Qui sont réellement les chrétiens d’Orient ?
Pour mieux comprendre les éléments de leur identité, Antoine Fleyfel, professeur de théologie, de philosophie et de géopolitique des religions, réfute ou nuance quelques idées reçues.
« Ils sont arabes »
Plutôt vrai
« Chrétiens d’Orient » est une notion extrêmement floue et évolutive. Si l’on part du principe large qu’un chrétien d’Orient est celui qui appartient à un peuple très tôt évangélisé, alors les Éthiopiens, les Arméniens, les Grecs, certains Indiens, Iraniens… sont inclus dans la définition. Si l’on y ajoute les Russes – qui, après tout, vivent en Orient – on arrive à 200 millions de personnes. Néanmoins, de plus en plus, on réserve cette expression pour désigner les onze millions de chrétiens de culture arabe qui vivent au Proche-Orient.
« Ce sont des orthodoxes »
Pas tous
En premier lieu, il faut s’entendre sur le sens du terme « orthodoxe ». En Europe, on pense d’abord à l’Église grecque et l’Église russe qui ont en commun avec l’Église catholique d’avoir reconnu les décisions des sept premiers conciles. Elles ne se sont séparées qu’à partir de 1054, plutôt pour des raisons politiques.
Mais on qualifie aussi d’orthodoxes, d’autres Églises parmi les « Églises orientales ». Ce sont celles qui n’ont accepté que les premiers conciles. Ainsi s’est formée l’église assyrienne qui n’a entériné que les deux premiers conciles (dite jadis Église perse ou Église d’Orient, et qualifiée par ses ennemis de nestorienne). D’autres chrétiens n’ont accepté que les trois premiers conciles et ont formé l’Église copte en Égypte et en Éthiopie, l’Église arménienne et l’Église syriaque (dite par ses détracteurs jacobite) en Syrie. On appelle toutes ces Églises « orthodoxes » pour les distinguer de leurs « jumelles » catholiques orientales, créées à partir du XVIe siècle pour rejoindre la communion catholique en faisant sécession (lire page 72).
Enfin, cas particulier : l’Église maronite, qui se considère comme étant toujours restée du côté de Rome. Même si ses relations avec l’Église latine furent étroites et ont occasionné beaucoup de latinisation, elle a conservé ses rites propres et certains éléments de droit ecclésial qui font d’elle aussi, une église « orientale ». À noter que les catholiques orientaux sont majoritaires au Liban et en Irak (chaldéens).

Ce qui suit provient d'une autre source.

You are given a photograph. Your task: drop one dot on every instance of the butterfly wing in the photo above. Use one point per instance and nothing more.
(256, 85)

« Ils sont les garants de la tradition chrétienne »
Oui et… non
Orthodoxes ou catholiques, les chrétiens d’Orient sont en effet les héritiers de la première évangélisation qui s’est produite, à partir des Apôtres, entre les Ier et IVe siècles. Ils véhiculent donc des traditions fort anciennes.
Cependant, depuis le premier concile, à Nicée, en 325, où les Pères ont commencé à définir la foi chrétienne, les chrétiens d’Orient – comme ceux d’Occident – ne sont pas restés figés dans un passé immuable : les événements politiques et les scissions nées des grands débats dogmatiques ont influencé de façons très diverses leur héritage et leurs traditions.
Ainsi, en matière de liturgie et de droit ecclésial, l’influence du patriarcat de Constantinople, à la tête de l’église grecque orthodoxe, a été plus déterminante que d’autres. De même, à partir du XVIIe siècle, dans chaque église orientale, une branche s’est convertie au catholicisme et a donc latinisé sa liturgie. Son droit est devenu essentiellement romain. Impossible, au regard de l’histoire, de dire quelle tradition est plus authentique qu’une autre…
« Ils ne s’entendent pas entre eux »
Ça s’arrange
Les différends dogmatiques qui ont abouti à la création de ces églises ne sont plus aussi forts qu’au Ve siècle. Par exemple, depuis 1976, les assyriens ont renoncé à faire des références au nestorianisme (une personne humaine et une divine cohabitent dans le Christ), une pomme de discorde avec le reste des Églises, surtout la copte. Tout au long du XXe siècle, les événements politiques souvent dramatiques qui se sont succédé, en commençant par le génocide arménien et les massacres de chrétiens turcs entre 1915 et 1923, ont fait prendre conscience aux chrétiens d’Orient de leur communauté de destin. De ce fait, leurs querelles théologiques s’estompent au profit de la nécessité d’affronter l’avenir ensemble.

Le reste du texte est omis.